The IP address of your client is added to the whitelist of your Lindorm instance. For more information, see Configure whitelists.

Usage notes

If your client is deployed on an ECS instance, the ECS instance and the Lindorm instance meet the following requirements to ensure network connectivity:

The ECS instance and the Lindorm instance are deployed in the same region. We recommend that you also deploy the two instances in the same zone to reduce network latency.
The ECS instance and the Lindorm instance belong to the same virtual private cloud (VPC).

Download the client

You can download the Apache Hadoop SDK V2.7.3 package hadoop-2.7.3.tar.gz from the Apache Hadoop official site.

Configure Apache Hadoop

Run the following command to decompress the downloaded SDK package:
```
tar -zxvf hadoop-2.7.3.tar.gz
```

Run the following command to configure environment variables:

export HADOOP_HOME=/${Hadoop installation directory}/hadoop-2.7.3

Run the following command to go to the hadoop directory:
```
cd $HADOOP_HOME
```
Run the following commands to add the JAVA_HOME variable to the hadoop-env.sh file in the etc/hadoop/ directory. In this example, Java is installed in the /opt/install/java directory.
```
# set to the root of your Java installation
export JAVA_HOME=/opt/install/java
```

Modify the etc/hadoop/hdfs-site.xml file. The following sample file shows how to modify the hdfs-site.xml file. You must replace ${Instance ID} in the file with the ID of your Lindorm instance.

<configuration>
  <property>
        <name>dfs.nameservices</name>
        <value>${Instance ID}</value>
    </property>
    <property>
       <name>dfs.client.failover.proxy.provider.${Instance ID}</name>
       <value>org.apache.hadoop.hdfs.server.namenode.ha.ConfiguredFailoverProxyProvider</value>
    </property>
    <property>
       <name>dfs.ha.automatic-failover.enabled</name>
       <value>true</value>
    </property>
    <property>
       <name>dfs.ha.namenodes.${Instance ID}</name>
       <value>nn1,nn2</value>
    </property>
     <property>
       <name>dfs.namenode.rpc-address.${Instance ID}.nn1</name>
       <value>${Instance ID}-master1-001.lindorm.rds.aliyuncs.com:8020</value>
    </property>
    <property>
       <name>dfs.namenode.rpc-address.${Instance ID}.nn2</name>
       <value>${Instance ID}-master2-001.lindorm.rds.aliyuncs.com:8020</value>
    </property>
</configuration>

Note

You can also use the configuration file that is automatically generated by the system. For more information, see Activate LindormDFS.
The preceding example shows how to configure Apache Hadoop on a single instance. The ${Instance ID} field is the ID of a single Lindorm instance. To configure Apache Hadoop on multiple instances, add multiple replicas of all <property> attributes in the example to the <configuration> attribute based on the number of the instances and replace the instance ID in each replica with the ID of an instance on which you want to configure Apache Hadoop.

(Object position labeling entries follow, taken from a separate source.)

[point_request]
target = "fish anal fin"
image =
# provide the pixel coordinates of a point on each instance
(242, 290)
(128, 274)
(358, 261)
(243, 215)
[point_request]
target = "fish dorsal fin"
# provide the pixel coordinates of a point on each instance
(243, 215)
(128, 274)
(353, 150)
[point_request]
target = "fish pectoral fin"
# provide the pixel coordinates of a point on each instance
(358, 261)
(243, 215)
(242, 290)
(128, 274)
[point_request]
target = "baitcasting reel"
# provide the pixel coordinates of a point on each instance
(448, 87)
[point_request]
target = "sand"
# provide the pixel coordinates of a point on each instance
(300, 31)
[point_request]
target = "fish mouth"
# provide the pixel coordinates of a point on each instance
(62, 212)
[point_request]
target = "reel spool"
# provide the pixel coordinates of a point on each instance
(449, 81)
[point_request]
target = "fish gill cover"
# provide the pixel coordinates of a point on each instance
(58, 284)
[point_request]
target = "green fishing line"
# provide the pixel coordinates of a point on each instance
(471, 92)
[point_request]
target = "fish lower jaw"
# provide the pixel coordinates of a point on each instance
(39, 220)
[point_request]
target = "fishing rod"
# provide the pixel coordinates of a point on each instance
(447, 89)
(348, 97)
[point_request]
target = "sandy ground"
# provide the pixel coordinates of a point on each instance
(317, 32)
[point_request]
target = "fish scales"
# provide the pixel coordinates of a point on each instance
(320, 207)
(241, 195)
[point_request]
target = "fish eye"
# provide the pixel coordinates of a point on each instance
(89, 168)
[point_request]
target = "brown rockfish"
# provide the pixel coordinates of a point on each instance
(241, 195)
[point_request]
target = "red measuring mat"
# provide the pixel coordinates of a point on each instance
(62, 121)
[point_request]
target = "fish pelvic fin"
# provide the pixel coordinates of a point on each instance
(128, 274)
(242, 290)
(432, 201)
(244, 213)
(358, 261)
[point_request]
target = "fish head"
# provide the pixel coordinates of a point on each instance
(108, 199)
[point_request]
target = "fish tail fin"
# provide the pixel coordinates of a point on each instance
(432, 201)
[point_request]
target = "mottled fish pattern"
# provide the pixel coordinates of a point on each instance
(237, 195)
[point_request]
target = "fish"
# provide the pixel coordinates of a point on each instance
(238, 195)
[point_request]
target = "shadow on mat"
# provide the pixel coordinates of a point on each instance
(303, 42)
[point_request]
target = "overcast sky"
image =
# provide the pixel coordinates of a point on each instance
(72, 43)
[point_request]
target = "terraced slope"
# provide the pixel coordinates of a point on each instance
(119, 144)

Examples of common operations

Upload a local file.

Create a directory.

$HADOOP_HOME/bin/hadoop fs -mkdir hdfs://${Instance ID}/test

Prepare a file and upload the file to the created directory in LindormDFS.

echo "test" > test.log
$HADOOP_HOME/bin/hadoop fs -put test.log hdfs://${Instance ID}/test

View the uploaded file.

 $HADOOP_HOME/bin/hadoop fs -ls hdfs://${Instance ID}/test

Download the file to your local computer.
```
$HADOOP_HOME/bin/hadoop fs -get hdfs://${Instance ID}/test/test.log
```
Note
You must replace ${Instance ID} in the preceding commands with the ID of your Lindorm instance.